Siras fought his case and won it in Allahabad High Court, got his job back and accommodation. The case was fought in the background of the historical judgement of Delhi High Court in 2009 which decriminalized homo-sexuality, which was ratified at the Supreme Court in 2013. The landmark judgement was a resultant of a prolonged battle against section 377, which criminalized sex among adults “against the order of nature”. Final judgement on the matter is under review at the Supreme Court of India, while thousands of couples are being harassed on a daily basis for not conforming to sexual stereotypes. 

‘Aligarh’ is an immensely political movie- albeit devoid of the usual prejudices. It has come at a time when the country is redefining the meaning of freedom while misanthropy is thumping his feet celebrating its imminent victory over reason. At a time, when liberty is gasping for breath and values and prejudicesare intruding increasingly into personal sphere, ‘Aligarh’ recites the narrative of a modern, heterodox and liberal society and seeds the hope for a victory of humanity.

There are several scenes and moments in the film, which have created a lasting impression in my mind. The best moment about the film is when Prof. Siras engages himself in translating his book in a busy courtroom- he finds enormous joy in creating something. This is an ultimate depiction of the beauty of the human mind which is indestructible. It sends an immensely positive message- the inner core of the mind remains unaffected amidst personal difficulties and social humiliation. The other moment of immediate connect is where Siras finds it unromantic to typecast his deep desires and sensations into a three letter word (i.e. gay). 

Manoj Bajpayee’s portrayal of Prof Srinivas Siras is a brilliant example of method acting- shows his integrity to the work. The way he has depicted the various shades of emotions- his vulnerabilities, his romanticism with loneliness, his understated strength, the occasional anger and his non-conformation to sexual binaries with so much maturity is unparalleled to Hindi cinema- at least as far my memory goes. Sirus’ love for poetry, his romanticism with LataMangeshkar’s songs comes alive with every dialogue Manoj utters and presents an old worldly charm.

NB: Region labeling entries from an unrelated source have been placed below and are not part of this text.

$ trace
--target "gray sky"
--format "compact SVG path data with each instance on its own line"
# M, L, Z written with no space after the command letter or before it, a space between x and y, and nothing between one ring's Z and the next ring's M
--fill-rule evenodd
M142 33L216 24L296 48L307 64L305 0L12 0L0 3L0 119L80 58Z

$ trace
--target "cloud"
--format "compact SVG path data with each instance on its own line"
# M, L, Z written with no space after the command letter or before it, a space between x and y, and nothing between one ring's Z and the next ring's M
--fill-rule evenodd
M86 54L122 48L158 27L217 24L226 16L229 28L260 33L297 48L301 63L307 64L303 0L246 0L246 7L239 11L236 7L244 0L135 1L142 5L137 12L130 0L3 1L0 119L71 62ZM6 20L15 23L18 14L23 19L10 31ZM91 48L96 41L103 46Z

A realistic presentation is the strength of Hansal Mehta’s cinematography. The way silences and pauses have been used; scenes have been shoot in all real locations brings a lot of freshness as well as shows his depth of understanding. It befits the gravity of the subject. In fact when I came out of the theatre, the grandeur of the mall made me feel like entering into “reel” from the “real”.

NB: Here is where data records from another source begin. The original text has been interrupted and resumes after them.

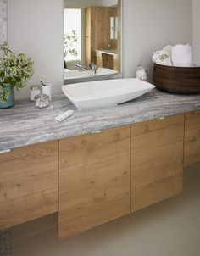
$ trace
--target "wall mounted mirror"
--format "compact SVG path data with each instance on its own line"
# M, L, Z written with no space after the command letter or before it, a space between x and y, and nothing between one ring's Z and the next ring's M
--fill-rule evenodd
M0 0L0 44L7 41L7 0Z
M64 84L120 77L121 0L64 0Z

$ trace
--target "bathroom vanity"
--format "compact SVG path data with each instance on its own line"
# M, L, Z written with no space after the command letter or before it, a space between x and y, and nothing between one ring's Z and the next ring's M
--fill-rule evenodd
M54 213L64 238L181 193L200 160L199 102L155 89L63 123L30 103L0 110L0 230Z

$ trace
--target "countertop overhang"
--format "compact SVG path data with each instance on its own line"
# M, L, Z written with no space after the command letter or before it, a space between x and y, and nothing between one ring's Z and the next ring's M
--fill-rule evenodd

Rajkumar Rao as the young journalist Dipu Sebastian is refreshing. His oneness to the purpose- his anxieties and passions- though a bit utopian to my matured mind- may be infectious and inspiring to many who are on the better side of age. The bond that develops between him and Prof Siras is quite unique. Both these brilliant actors despite their differences in age have shown immaculate acting credentials- whenever they have been together in a scene, it turns out to be memorable.

Despite victory in the case why does Prof. Sirus commit suicide? The ability of the director to leave that question unanswered shows his strength and rare maturity- particularly when it is a norm in Hindi cinema to make everything vulgarly explicit and leave almost nothing to the imagination of the viewer. Thanks Hansal, for having faith in the Indian viewer that they can also think!

Prof Siras fought and lived to reclaim his dignity which he achieved through the victory. He wanted his rightful place in the University he loved so much and served for decades. He wished he could go to the US and live with dignity. There is still mystery around his death- whether he committed suicide or he was killed. While those questions remain unanswered and his life pauses, humanity transcends and the eternal journey continues through its silences and pauses.